Les effets de cette interdiction cessent à l’expiration d’une durée, fixée par l’autorité administrative, qui ne peut excéder deux ans à compter de l’exécution de l’obligation de quitter le territoire français. « . Aux termes de l’article L 612-10 du même code : » Pour fixer la durée des interdictions de retour mentionnées aux articles L. 612-6 et L. 612-7, l’autorité administrative tient compte de la durée de présence de l’étranger sur le territoire français, de la nature et de l’ancienneté de ses liens avec la France, de la circonstance qu’il a déjà fait l’objet ou non d’une mesure d’éloignement et de la menace pour l’ordre public que représente sa présence sur le territoire français. Il en est de même pour l’édiction et la durée de l’interdiction de retour mentionnée à l’article L. 612-8 ainsi que pour la prolongation de l’interdiction de retour prévue à l’article L. 612-11 ".
18. En premier lieu, la décision en litige cite les articles L 612-8 et L 612-10 du code de l’entrée et du séjour des étrangers et du droit d’asile qui en constituent le fondement et fait notamment état des « conditions de séjour en France » du requérant, dont la durée avait été indiquée dans le rappel du parcours de M. B, de ce qu’il ne justifie pas de son insertion dans la société française et ne justifie pas non plus être dépourvu de tout lien dans son pays d’origine, ne représente pas une menace pour l’ordre public et n’a pas déféré à deux précédentes mesures d’éloignement. Elle est ainsi suffisamment motivée en droit et en fait. Par ailleurs, la décision portant interdiction de retour sur le territoire français n’étant pas fondée sur l’article L 612-6 du code de l’entrée et du séjour des étrangers et du droit d’asile, l’existence ou l’absence de circonstances humanitaires ne constitue pas un des critères que le préfet doit obligatoirement prendre en compte. Le moyen tiré du défaut de motivation doit, ainsi, être écarté.
19. En deuxième lieu, il résulte de ce qui précède qu’il n’est pas établi que la décision portant obligation de quitter le territoire français serait illégale. Par suite, M. B n’est pas fondé à soutenir que la décision portant interdiction de retour sur le territoire français serait privée de base légale.
20. En troisième lieu, si M. B justifie d’une durée de résidence en France importante, celle-ci s’explique notamment par la circonstance qu’il s’y est maintenu en dépit de deux obligations de quitter le territoire français intervenues en 2017 et 2019. S’il justifie également avoir travaillé pendant de longues périodes, il l’a fait, la plupart du temps, sans y être autorisé. Par ailleurs, il est constant que son épouse et ses trois enfants se trouvent toujours en Turquie. Dans ces conditions, et bien que le requérant ne représente pas une menace pour l’ordre public, le préfet de la Seine-Maritime a pu décider de lui faire interdiction de retourner en France pendant un an sans commettre ni erreur de droit, ni erreur d’appréciation et sans méconnaître les stipulations de l’article 8 de la convention européenne de sauvegarde des droits de l’homme et des libertés fondamentales.

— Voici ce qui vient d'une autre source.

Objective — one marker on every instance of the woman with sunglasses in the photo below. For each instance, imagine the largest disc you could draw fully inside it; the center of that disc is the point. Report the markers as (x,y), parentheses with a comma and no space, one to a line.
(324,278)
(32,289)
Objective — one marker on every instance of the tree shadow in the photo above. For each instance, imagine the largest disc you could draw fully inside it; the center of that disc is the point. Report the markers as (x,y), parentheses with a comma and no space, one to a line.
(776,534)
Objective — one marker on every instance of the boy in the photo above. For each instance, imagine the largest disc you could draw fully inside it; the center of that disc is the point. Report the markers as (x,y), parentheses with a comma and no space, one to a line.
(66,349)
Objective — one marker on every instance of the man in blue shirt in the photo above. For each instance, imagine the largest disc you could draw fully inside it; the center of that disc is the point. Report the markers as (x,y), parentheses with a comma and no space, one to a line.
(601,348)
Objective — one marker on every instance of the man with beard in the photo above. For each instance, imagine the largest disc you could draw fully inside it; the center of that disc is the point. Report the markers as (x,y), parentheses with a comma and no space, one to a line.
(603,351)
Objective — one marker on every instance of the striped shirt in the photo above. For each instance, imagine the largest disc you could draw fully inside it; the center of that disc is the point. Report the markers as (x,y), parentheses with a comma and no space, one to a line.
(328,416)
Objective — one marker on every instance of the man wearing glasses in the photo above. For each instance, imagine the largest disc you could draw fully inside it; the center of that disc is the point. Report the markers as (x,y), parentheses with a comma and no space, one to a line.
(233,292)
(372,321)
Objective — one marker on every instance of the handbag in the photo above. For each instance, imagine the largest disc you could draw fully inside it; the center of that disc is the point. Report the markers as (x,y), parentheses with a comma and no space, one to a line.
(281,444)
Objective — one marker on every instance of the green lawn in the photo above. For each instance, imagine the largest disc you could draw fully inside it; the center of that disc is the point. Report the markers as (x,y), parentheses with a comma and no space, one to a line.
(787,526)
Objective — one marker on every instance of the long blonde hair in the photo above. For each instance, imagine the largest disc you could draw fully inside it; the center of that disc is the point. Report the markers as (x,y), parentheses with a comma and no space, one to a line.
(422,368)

21. Il résulte de tout ce qui précède que les conclusions à fin d’annulation présentées par M. A B doivent être rejetées, ainsi que, par voie de conséquences, celles aux fins d’injonction et celles relatives aux frais liés au litige.
D É C I D E :
Article 1er : La requête de M. A B est rejetée.
Article 2 : Le présent jugement sera notifié à M. A B et au préfet de la Seine-Maritime.
Délibéré après l’audience du 9 juin 2022 à laquelle siégeaient :
Mme Anne Gaillard, présidente,
M. Bouvet, premier conseiller,
M. Mulot, premier conseiller.
Rendu public par mise à disposition au greffe le 23 juin 2022.
La présidente- rapporteure,
Signé
A. C
L’assesseur le plus ancien,
Signé
C. BOUVETLa greffière,
Signé
A. RAHILI
La République mande et ordonne au préfet de la région Normandie, préfet de la Seine-Maritime en ce qui le concerne et à tous huissiers de justice à ce requis en ce qui concerne les voies de droit commun contre les parties privées, de pourvoir à l’exécution de la présente décision.